Martin Scorsese paid tribute to Italian film maestro Michelangelo Antonioni Sunday at the preview of Lincoln Center’s complete retrospective “Dear Antonioni.”

Scorsese recalled how he and fellow students at NYU’s film school in the early ’60s watched Antonioni’s “L’Avventura” over and over to study a picture that “celebrates the emotional power of the image, in which the composition becomes narrative,” and hailed Antonioni’s “spirit of creative freedom, combining the curiosity of an explorer with the precision of a surgeon.”

Scorsese stressed the importance of keeping Antonioni’s films alive for a new generation to discover, as part of his ongoing crusade to promote preservation and exhibition of classic cinema.

Intro’d by Film Society of Lincoln Center program director Richard Pena, Scorsese’s remarks were followed by the first local screening of Antonioni’s 1975 feature “Profession: Reporter,” which was the international version of the film (running an extra five minutes longer than the MGM domestic version, titled “The Passenger”).

Beautiful fresh print of the Jack Nicholson starrer was prepared by Cinecitta Intl., which has made new prints of all of Antonioni’s works with restoration conducted by Italy’s Centro Sperimentale di Cinematografia.

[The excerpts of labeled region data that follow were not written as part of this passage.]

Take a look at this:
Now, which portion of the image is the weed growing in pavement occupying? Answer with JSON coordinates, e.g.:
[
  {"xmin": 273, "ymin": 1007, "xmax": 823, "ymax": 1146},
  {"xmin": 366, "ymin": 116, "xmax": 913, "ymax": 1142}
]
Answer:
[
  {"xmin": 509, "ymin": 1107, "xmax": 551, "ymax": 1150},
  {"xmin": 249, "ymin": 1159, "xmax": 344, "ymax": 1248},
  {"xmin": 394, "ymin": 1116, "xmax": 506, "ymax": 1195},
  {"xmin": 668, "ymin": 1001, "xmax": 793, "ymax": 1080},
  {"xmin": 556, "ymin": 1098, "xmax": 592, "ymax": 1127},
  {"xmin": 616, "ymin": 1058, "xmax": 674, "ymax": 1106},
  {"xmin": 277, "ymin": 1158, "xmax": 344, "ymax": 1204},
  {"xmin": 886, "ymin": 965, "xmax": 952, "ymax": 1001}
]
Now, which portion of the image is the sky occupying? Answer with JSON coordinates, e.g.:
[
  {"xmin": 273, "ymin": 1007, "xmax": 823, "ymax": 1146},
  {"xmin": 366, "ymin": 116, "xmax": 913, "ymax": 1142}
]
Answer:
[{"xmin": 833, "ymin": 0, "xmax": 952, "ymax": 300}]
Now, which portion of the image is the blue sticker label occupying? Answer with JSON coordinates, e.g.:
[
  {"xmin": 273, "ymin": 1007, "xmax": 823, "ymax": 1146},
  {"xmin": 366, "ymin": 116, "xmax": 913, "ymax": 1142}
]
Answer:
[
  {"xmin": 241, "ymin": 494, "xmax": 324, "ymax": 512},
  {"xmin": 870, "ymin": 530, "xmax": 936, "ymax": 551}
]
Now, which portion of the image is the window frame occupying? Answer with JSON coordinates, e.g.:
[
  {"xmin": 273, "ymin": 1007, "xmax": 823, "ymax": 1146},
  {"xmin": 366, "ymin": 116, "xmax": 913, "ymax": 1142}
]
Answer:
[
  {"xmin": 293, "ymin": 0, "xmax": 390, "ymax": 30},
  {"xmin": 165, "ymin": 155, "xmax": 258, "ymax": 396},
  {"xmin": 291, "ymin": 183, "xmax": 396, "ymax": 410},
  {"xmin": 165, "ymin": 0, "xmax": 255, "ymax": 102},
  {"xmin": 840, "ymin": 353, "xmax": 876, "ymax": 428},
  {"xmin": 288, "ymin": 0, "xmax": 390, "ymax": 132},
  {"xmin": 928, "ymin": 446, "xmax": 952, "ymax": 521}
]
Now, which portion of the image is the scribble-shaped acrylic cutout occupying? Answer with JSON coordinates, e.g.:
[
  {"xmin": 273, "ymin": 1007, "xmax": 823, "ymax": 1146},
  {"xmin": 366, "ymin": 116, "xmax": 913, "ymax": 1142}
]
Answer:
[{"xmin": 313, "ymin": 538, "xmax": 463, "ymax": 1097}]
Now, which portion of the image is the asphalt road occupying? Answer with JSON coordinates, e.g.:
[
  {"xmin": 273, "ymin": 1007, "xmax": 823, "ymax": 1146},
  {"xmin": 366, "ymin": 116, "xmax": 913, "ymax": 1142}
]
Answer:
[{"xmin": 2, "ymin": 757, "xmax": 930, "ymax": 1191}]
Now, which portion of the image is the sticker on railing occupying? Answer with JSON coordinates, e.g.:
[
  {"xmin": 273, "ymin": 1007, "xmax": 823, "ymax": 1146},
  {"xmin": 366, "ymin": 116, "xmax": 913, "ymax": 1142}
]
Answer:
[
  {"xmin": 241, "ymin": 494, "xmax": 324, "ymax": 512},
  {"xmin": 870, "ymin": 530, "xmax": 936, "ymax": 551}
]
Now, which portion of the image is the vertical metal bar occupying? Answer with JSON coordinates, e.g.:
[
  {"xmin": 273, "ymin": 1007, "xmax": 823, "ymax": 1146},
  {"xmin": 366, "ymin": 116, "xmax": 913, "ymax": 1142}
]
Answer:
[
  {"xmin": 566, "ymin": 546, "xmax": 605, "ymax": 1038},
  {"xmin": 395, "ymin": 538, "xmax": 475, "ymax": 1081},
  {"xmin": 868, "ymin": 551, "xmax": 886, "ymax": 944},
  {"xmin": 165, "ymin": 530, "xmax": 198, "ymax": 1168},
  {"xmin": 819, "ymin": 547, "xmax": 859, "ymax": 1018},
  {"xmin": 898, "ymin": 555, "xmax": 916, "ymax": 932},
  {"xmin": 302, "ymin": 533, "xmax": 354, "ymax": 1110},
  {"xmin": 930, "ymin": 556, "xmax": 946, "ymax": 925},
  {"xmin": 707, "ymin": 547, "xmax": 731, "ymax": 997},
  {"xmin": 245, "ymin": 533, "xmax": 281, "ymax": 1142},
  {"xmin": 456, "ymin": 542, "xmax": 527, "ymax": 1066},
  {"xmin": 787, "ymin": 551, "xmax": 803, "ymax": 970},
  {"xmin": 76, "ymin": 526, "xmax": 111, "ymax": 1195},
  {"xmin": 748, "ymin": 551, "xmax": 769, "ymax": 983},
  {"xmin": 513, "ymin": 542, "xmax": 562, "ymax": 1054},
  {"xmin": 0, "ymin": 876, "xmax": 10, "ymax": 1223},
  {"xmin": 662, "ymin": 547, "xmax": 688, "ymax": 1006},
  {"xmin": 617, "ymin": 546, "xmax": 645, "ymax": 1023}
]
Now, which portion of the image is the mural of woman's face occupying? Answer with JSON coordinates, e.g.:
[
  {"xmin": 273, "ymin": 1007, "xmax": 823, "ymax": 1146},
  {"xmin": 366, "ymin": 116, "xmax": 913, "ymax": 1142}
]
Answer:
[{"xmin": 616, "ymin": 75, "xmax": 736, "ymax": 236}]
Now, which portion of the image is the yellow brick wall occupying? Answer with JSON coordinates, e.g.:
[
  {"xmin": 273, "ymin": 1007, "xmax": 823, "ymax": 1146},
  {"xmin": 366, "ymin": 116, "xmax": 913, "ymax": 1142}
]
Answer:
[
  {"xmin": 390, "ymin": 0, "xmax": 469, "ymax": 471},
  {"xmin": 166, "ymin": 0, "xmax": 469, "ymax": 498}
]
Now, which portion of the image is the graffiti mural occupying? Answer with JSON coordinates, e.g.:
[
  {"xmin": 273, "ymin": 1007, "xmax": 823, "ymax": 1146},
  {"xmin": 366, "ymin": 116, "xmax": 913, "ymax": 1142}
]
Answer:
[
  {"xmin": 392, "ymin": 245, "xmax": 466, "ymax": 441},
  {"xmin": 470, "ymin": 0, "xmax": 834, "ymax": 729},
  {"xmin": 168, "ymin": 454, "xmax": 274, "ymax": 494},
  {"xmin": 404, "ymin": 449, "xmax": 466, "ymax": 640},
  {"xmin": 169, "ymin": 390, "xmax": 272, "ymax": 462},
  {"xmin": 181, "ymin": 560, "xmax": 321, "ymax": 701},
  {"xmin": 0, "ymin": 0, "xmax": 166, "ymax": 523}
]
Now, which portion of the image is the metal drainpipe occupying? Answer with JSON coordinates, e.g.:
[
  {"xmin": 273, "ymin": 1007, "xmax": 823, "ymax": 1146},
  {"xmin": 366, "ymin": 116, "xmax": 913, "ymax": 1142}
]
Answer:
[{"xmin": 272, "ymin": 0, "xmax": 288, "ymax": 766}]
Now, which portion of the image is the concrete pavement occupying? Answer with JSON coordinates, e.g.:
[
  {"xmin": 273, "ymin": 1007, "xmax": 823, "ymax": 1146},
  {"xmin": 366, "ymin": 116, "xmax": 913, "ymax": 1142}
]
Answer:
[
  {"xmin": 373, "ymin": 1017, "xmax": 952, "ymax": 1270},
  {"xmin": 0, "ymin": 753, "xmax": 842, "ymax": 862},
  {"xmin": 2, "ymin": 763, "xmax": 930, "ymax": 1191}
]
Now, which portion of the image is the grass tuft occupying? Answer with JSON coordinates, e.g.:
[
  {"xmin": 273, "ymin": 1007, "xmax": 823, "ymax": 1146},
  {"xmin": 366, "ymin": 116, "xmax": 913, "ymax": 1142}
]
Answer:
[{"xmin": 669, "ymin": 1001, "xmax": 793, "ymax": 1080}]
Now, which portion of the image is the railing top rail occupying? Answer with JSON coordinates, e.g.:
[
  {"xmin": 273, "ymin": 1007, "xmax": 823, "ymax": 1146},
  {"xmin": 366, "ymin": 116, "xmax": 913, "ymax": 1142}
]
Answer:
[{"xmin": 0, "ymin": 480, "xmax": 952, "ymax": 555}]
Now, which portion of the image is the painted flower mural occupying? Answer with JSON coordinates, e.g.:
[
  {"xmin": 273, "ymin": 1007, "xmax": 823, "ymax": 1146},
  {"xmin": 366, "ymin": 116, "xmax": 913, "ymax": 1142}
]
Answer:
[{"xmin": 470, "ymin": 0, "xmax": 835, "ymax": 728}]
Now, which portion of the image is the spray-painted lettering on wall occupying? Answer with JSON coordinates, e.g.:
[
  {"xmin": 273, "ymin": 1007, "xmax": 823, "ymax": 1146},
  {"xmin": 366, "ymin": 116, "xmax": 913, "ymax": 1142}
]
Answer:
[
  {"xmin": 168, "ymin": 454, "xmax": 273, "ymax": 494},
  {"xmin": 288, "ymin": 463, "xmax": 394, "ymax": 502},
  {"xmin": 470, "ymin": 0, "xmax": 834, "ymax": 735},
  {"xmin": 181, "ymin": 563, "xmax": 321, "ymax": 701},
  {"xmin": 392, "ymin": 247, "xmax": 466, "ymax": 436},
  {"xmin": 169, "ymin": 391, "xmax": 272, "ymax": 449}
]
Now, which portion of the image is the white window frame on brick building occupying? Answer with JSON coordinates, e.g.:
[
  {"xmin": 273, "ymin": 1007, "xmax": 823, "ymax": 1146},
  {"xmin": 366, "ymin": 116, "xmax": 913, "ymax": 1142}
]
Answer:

Antonioni and the film’s co-star Maria Schneider attended the screening at Walter Reade Theater. Following the “Reporter” screening, a dinner celebrating Antonioni’s 80th birthday was held at the Harry Cipriani restaurant.

The films, ranging from 1940s short subjects to 1982’s “Identification of a Woman,” will be shown publicly through Nov. 8 at Lincoln Center with the support of Ministero del Turismo e dello Spettacolo and New York’s Italian Cultural Institute. Already screened in September at the Cinematheque Francaise in Paris, series segues from Manhattan to Rome Dec. 2-17 at Palazzo Delle Esposizioni.” Several publications and a photo exhibit prepared by Carlo di Carlo will accompany the film series.